賃金の上昇が物価高に追いつかない
前回もすこし取り上げたが、日本では実質賃金が下がり続けている。つまり賃金の上昇が物価上昇に追いついていない状態だということだ。
今年3月の実質賃金は前年比で2.1%減少し、24カ月連続でマイナスとなった。
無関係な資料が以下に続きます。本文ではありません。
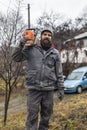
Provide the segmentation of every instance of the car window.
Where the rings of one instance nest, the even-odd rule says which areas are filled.
[[[68,75],[68,80],[79,80],[82,77],[83,72],[72,72]]]

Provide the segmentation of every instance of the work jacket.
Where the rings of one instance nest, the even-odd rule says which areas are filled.
[[[16,62],[27,61],[26,87],[36,90],[62,89],[62,64],[58,50],[50,48],[44,51],[41,45],[19,46],[12,54]]]

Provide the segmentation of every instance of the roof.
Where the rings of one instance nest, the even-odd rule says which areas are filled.
[[[87,32],[81,33],[81,34],[79,34],[79,35],[77,35],[77,36],[75,36],[75,37],[73,37],[71,39],[68,39],[64,43],[70,42],[71,40],[74,40],[74,39],[75,40],[80,40],[80,39],[83,39],[83,38],[87,38]]]

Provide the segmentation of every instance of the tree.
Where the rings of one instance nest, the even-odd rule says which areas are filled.
[[[14,63],[11,55],[24,28],[20,16],[20,2],[15,10],[7,13],[7,16],[0,14],[0,78],[5,83],[4,125],[6,125],[10,96],[22,69],[22,63]]]

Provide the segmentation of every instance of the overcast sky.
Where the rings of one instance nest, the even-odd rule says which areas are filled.
[[[0,11],[6,12],[13,8],[15,0],[0,0]],[[87,0],[24,0],[21,13],[27,21],[27,4],[30,4],[31,23],[44,12],[53,11],[54,13],[63,14],[68,18],[75,19],[83,9],[87,7]]]

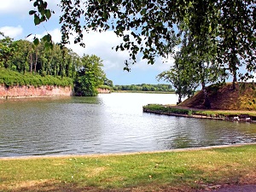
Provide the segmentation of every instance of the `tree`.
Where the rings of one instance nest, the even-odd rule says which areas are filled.
[[[190,97],[194,95],[198,87],[198,81],[195,79],[195,73],[187,68],[181,53],[175,56],[175,64],[170,70],[162,72],[156,78],[158,80],[164,79],[170,82],[175,88],[175,92],[178,96],[178,103],[182,102],[182,98]]]
[[[96,96],[96,88],[103,84],[106,74],[102,71],[102,61],[96,55],[86,55],[81,59],[82,67],[78,71],[74,90],[76,96]]]
[[[245,66],[248,73],[256,69],[255,1],[224,0],[218,6],[218,61],[230,71],[235,90],[239,67]],[[252,78],[249,73],[246,77]]]
[[[0,36],[3,38],[0,38],[0,67],[9,67],[9,58],[13,55],[15,49],[12,46],[13,39],[9,37],[5,37],[3,32],[0,32]]]
[[[38,9],[30,11],[35,24],[49,19],[47,2],[32,2]],[[156,56],[165,57],[172,51],[176,45],[174,34],[179,34],[177,26],[184,18],[189,20],[188,27],[192,37],[204,32],[205,40],[218,42],[221,49],[218,59],[229,65],[234,76],[237,58],[244,61],[249,73],[256,70],[254,0],[88,0],[83,4],[80,0],[62,0],[60,6],[63,44],[69,42],[73,32],[77,33],[74,42],[84,45],[84,30],[113,30],[124,40],[116,49],[130,52],[130,60],[125,62],[127,70],[140,52],[149,64],[154,64]],[[218,30],[217,38],[209,35],[209,29]]]

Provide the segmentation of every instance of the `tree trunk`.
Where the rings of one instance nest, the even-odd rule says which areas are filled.
[[[211,103],[210,103],[210,101],[209,101],[208,93],[207,93],[207,90],[206,89],[206,84],[205,84],[204,82],[201,84],[201,87],[202,87],[202,91],[204,93],[203,105],[206,108],[211,108]]]
[[[35,53],[35,67],[34,67],[35,73],[37,73],[38,60],[38,50],[36,50],[36,53]]]
[[[236,70],[233,71],[233,82],[232,82],[232,90],[236,90],[236,83],[237,82],[237,78],[236,78]]]
[[[178,102],[177,104],[179,104],[181,102],[182,102],[182,96],[181,96],[181,95],[178,95]]]
[[[30,59],[30,73],[32,73],[32,67],[33,67],[33,55],[32,53],[29,55],[29,59]]]

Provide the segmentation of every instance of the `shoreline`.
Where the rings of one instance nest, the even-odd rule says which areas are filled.
[[[110,154],[53,154],[53,155],[46,154],[46,155],[9,156],[9,157],[0,157],[0,160],[123,156],[123,155],[137,155],[137,154],[162,154],[162,153],[210,150],[210,149],[215,149],[215,148],[237,148],[237,147],[242,147],[242,146],[247,146],[247,145],[256,145],[256,143],[236,143],[236,144],[230,144],[230,145],[206,146],[206,147],[196,147],[196,148],[173,148],[173,149],[159,150],[159,151],[141,151],[141,152],[127,152],[127,153],[110,153]]]
[[[143,113],[184,118],[256,123],[256,112],[252,111],[224,111],[214,109],[204,111],[197,108],[179,108],[177,106],[165,105],[157,105],[158,109],[156,110],[150,108],[154,104],[148,104],[147,106],[144,106],[143,108]],[[172,109],[174,110],[172,111]],[[207,113],[207,112],[211,112],[211,113]],[[252,114],[253,113],[253,115]]]

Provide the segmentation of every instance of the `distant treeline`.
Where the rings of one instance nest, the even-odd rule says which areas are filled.
[[[174,92],[171,84],[131,84],[131,85],[115,85],[113,88],[113,90],[134,90],[134,91],[170,91]]]

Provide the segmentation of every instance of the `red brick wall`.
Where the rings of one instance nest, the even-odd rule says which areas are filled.
[[[110,90],[108,89],[98,88],[97,91],[98,91],[98,93],[110,93]]]
[[[34,86],[10,86],[0,85],[0,98],[26,97],[26,96],[71,96],[72,87],[60,87],[44,85]]]

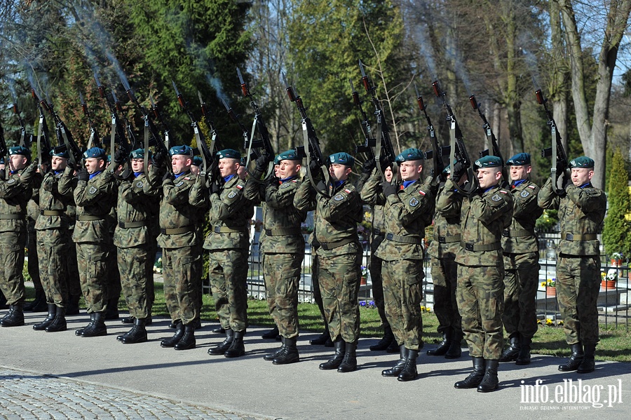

2年間そうした状態が続いているということだ。
これはリーマンショック時の連続23カ月を抜いて過去最長だという。
今年の春闘では大企業中心に大幅な賃上げがなされたとの報道もあったが、それは一部の大企業に限られていて中小企業は賃上げしたくてもできないところが多い。
当然ながら労働者の4割を占める非正規雇用層には、賃上げはとうてい届いていかない。
ここ30年で消費税は3%から10%まで上がり、社会保険料(という名の税金)も大幅に増額されてきた。
それだけ私たちの手元に残る可処分所得は減っているわけで、これでは個人消費が増えていかないし、景気がよくなるはずもないだろう。
国庫は富み、国民は疲弊する
国の税収は大幅にアップしここ3年連続で史上最高となっているが、そのぶん国民は疲弊しているということだ。
食料品の無料配布に並ぶ人の数が過去最高だったとか、生活が困窮したために食料品を万引きし逮捕されたといったニュースも増えている。
今年2月に発表された国内総生産(GDP)は2期連続でマイナスとなり、日本は景気後退に入ったと海外メディアが報じた(その後、数値が訂正され景気後退は回避したとの続報あり)。
つまり、経済成長の鈍化と物価上昇が起こっているわけだが、ここに高い失業率が加わるとスタグフレーションと呼ばれる経済状況になると言われている。
たしかに現在の日本は高齢化による極度の人手不足のために失業率は高くないものの、非正規雇用の割合が高まって格差が広がり、社会的には不安定な状況であることは見逃せない。
円安と食料供給の不安
さらにもうひとつ、頭痛の種となっている経済要因として円安がある。
今の円安は、なぜかマスコミが最近言わなくなった「アベノミクス」つまり異次元の金融緩和政策により加速されたことは確かで、食料や燃料をはじめ多くの物を輸入にたよる日本の経済を圧迫している。
もはやアジア通貨のなかでもかなり低いレベルまで価値が落ちていると言われている円だが、この円安をどう解決していくのか、解決策は見えていない。
輸入品の価格が上がっているなら国産のものはどうかというと、主食である米の値段が2023年度米の不作や需要の伸びで大幅に上がっているというニュースが流れている。
こうしたことに危機感を抱いたのか、凶作や有事で食料危機に陥ったときに農家などに増産を指示する食料供給困難事態対策法が、23日に衆院本会議で自民、公明、日本維新の会の賛成で可決した。
この法律は、戦争できる国を目指す体制作りのひとつだとも言われているが、食料や燃料を自給できない国が戦争に突入すればどうなるか、わが国はすでに体験してきたのではなかったか。
食糧危機に陥ってから政府が増産を指示し、従わなければ罰金を課すなどという法律を作るよりは、ふだんから農家を支援する取り組みに力を入れた方がいいのは自明なのに、政府はなぜそれをしないのか。
明日食べる物の心配をしなければならない日がこないことを祈りたい気持ちだ。